Some travelers are now getting a faster airport security experience in the highly publicized TSA PreCheck lane – without the burden of having to earn elite status in an airline miles program or paying the $100 fee for the government’s Global Entry program.
Managed Inclusion at Indianapolis, Tampa
The pilot program, called Managed Inclusion, is now being tested at airports in Tampa and Indianapolis. Although many details about Managed Inclusion have not been publicized, TSA Director John Pistole said last month that the pilot uses Behavior Detection Officers and passenger screening dogs to help select passengers from the regular (and sometimes long) security lines and divert them to the quicker PreCheck lanes. Pistole added that it’s part of the agency’s overall plan to “move away from that one-size-fits-all” security mentality.
More Airports May Add Managed Inclusion
If the testing goes well, look for the program to expand to other airports later this year.
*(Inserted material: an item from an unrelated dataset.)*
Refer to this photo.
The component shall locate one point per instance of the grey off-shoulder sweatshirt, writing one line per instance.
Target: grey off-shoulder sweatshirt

Besides arming the TSA with another security technique, it’ll help fill up the PreCheck lanes which sometimes stand empty particularly after the morning rush of business travelers – passengers most likely to have elite miles status.
Quicker Security for Kids, Seniors
The number of people now allowed to bypass traditional security lanes is growing. PreCheck lanes, which are now available in 35 U.S. airports, recently had its 5 millionth passenger. Children ages 12 and under are also allowed to go through PreCheck lanes, and passengers 75 and older can keep their shoes and jackets on, too.
TSA: Finding the Terror Needle in the Haystack
In December, TSA Director Pistole said all these initiatives (and he hinted at more to come) are attempts at doing their job which is ferreting out terrorists – which he likened to searching for a needle in a very big haystack. “We try to find that one-in-a-billion terrorist who may be hiding,” he said, adding that one of the best ways is to try and “reduce the size of that haystack.”